Cumhurbaşkanı Erdoğan, Türkiye’yi de yakından ilgilendiren mülteci meselesinde Avrupa’nın kendi güvenliği ve refahı uğruna savunduğu tüm değerlere bir anda sırtını döndüğüne dikkat çekti.
Terör örgütlerinin tamamına ilkeli bir duruşla karşı çıkmak yerine, sadece bu ateşi kendi sınırları dışında tutmaya çalışanların ibretlik hallerine üzülmemenin mümkün olmadığını ifade eden Cumhurbaşkanı Erdoğan, “İşte tüm bu manzaraya bakarak diyoruz ki; biz kendimiz olacağız, biz tarihimize, kültürümüze, değerlerimize ister ülke olarak, ister fert olarak tek başımıza da kalsak sahip çıkacağız, yaşatacağız. Eğer bu şekilde davranmazsak, geçmişteki nice toplumlar gibi, nice medeniyetler gibi biz de yok olur gideriz. Her zaman söylüyorum; Anadolu, medeniyetler ve milletler beşiğidir. Ama aynı zamanda Anadolu medeniyetler ve milletler mezarlığıdır. Yaşadığımız coğrafya gerçekten çok güzel, çok cazip, çok verimli ve çok değerlidir. Ama burası aynı özellikleri sebebiyle tehditlere, tehlikelere, saldırılara da çok açık bir coğrafyadır. Bu güzel, ama zor coğrafyada yaşayabilmenin, hedefleriniz doğrultusunda mesafe kat edebilmenin yolu millet olarak birliğinizi, beraberliğinizi güçlü tutmanızdan geçiyor. İşte onun için hep şunu söylüyorum: ‘Tek millet, tek bayrak, tek vatan, tek devlet diyorum.’ Aslında bu bir slogan değil bu yapımızın, varlığımızın dört temel taşı” dedi.
“DEVLET İÇİNDE DEVLET OLMAZ”
Türkiye’nin 79 milyon farklı etnik unsurlarla tek millet olduğunu, bu tek milletin tek bayrağı var olduğunu sözlerine ekleyen Cumhurbaşkanı Erdoğan, “Bayrağımızın rengi şehidimizin kanı, bağımsızlığımızın ifadesi hilal ve yıldız, işte bu yıldızın ifadesi şehitlerimizin her biridir.
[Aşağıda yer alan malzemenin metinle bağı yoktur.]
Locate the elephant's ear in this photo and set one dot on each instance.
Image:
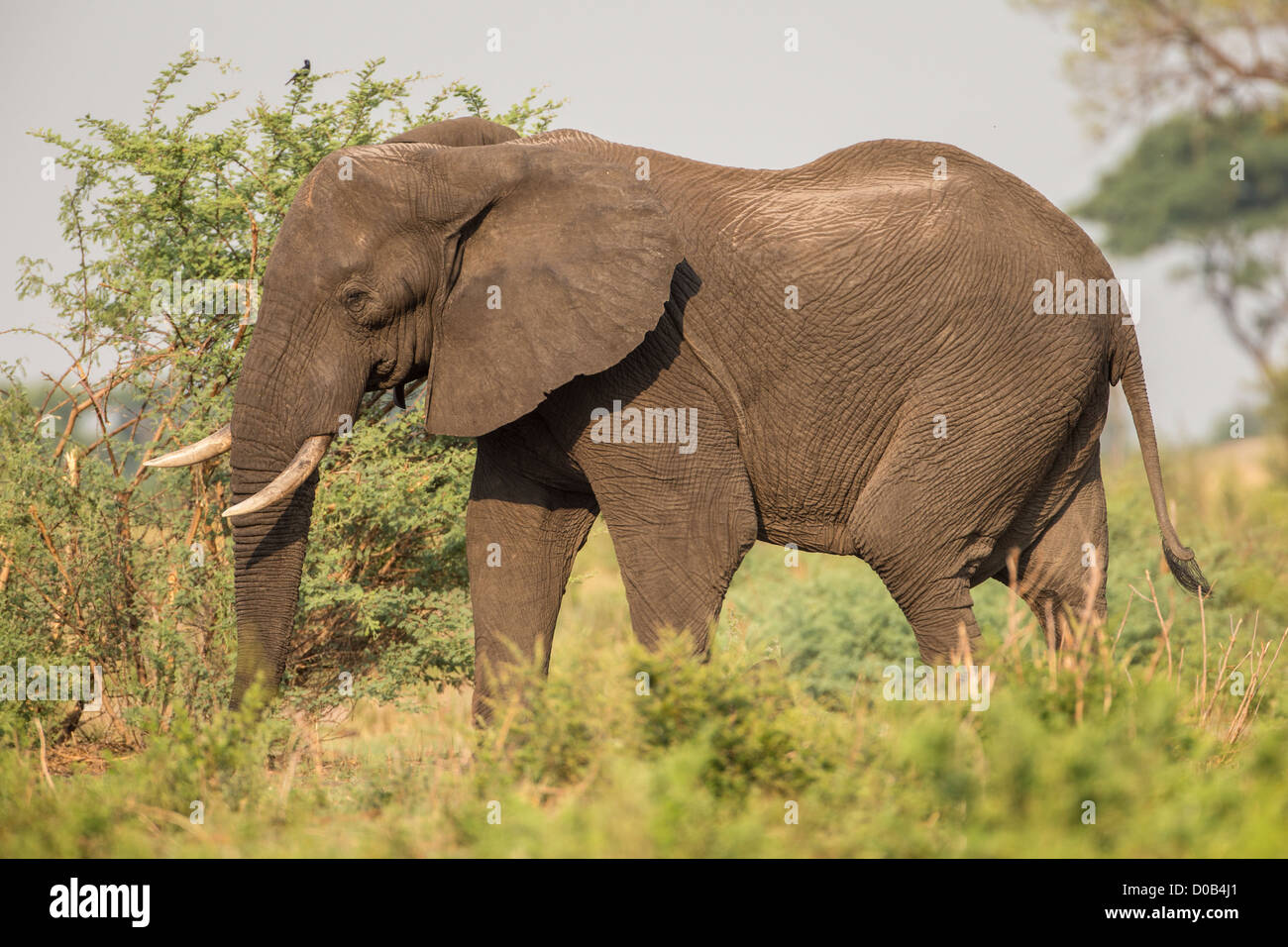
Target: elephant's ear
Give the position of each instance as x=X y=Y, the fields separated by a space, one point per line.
x=558 y=264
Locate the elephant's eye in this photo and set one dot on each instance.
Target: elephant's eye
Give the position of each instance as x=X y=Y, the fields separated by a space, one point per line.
x=355 y=300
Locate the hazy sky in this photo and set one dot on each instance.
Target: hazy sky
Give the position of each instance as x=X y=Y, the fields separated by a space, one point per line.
x=704 y=78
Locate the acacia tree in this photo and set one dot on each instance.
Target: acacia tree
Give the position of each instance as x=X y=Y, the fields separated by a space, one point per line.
x=170 y=222
x=1210 y=81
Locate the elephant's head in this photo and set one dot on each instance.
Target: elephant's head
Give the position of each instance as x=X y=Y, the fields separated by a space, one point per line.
x=498 y=272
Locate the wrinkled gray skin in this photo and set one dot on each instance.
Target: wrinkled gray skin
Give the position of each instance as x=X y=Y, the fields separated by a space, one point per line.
x=815 y=425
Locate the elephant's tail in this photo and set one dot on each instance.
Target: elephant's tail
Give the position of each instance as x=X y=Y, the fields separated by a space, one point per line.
x=1125 y=365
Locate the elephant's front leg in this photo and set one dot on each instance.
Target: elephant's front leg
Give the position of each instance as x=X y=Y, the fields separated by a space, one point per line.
x=520 y=541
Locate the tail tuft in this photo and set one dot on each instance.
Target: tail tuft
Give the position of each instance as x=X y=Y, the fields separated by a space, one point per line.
x=1185 y=570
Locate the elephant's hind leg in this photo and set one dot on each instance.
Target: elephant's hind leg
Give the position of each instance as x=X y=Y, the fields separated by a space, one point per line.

Ve bayrakları bayrak yapan üstündeki kandır, toprak eğer uğrunda ölen varsa vatandır. Şunu bilmemiz lazım, tapuda iki tane önemli başlık görürsünüz: Bir arazi, tarla, diğeri arsa. Arsa, imar planı geçmişse arsa olur, aksi takdirde tarladır, arazidir. Aynı şekilde toprak normalde topraktır, ama bu toprak şehit kanlarıyla yoğrulduğu zaman vatan olur, farkı budur. Biz bu toprakları böyle vatan yaptık. Dördüncü başlığımız devlet, tek devlet. Devlet içinde devlet olmaz, öyle paralel devlet, bilmem ne devlet, böyle bir devlet bu ülkede yok, tek devlet, o da Türkiye Cumhuriyeti Devleti’dir” diye konuştu.
“Biz işte bunları kabul edenlerle bu yolda yolumuza devam ediyoruz” diyen Cumhurbaşkanı Erdoğan, konuşmasını şöyle sonlandırdı: “İnşallah Rabbim dünyanın dört bir yanında emeğiyle, alın teriyle, birikimiyle, becerisiyle başarısını kabul ettirmiş sizlerin yardımcısı olsun. Rabbim tüm terör örgütlerinin ortak hedefi haline gelmiş olan ülkemize bu sorunların üstesinden gelecek güç, kuvvet ve irade versin. Şehitlerimize Allah’tan rahmet diliyorum, gazilerimize şifalar diliyorum. Hani Ziya Paşa’nın güzel bir sözü var: ‘İnsana sadakat yaraşır görse ikrah, yardımcısıdır doğruların Hazreti Allah.’ Evet, biz neyle karşılaşırsak karşılaşalım Allah’ın yardımının bizimle olduğunu bilerek değerlerimize, ülkemize, milletimize sadakatten ayrılmayacağız.”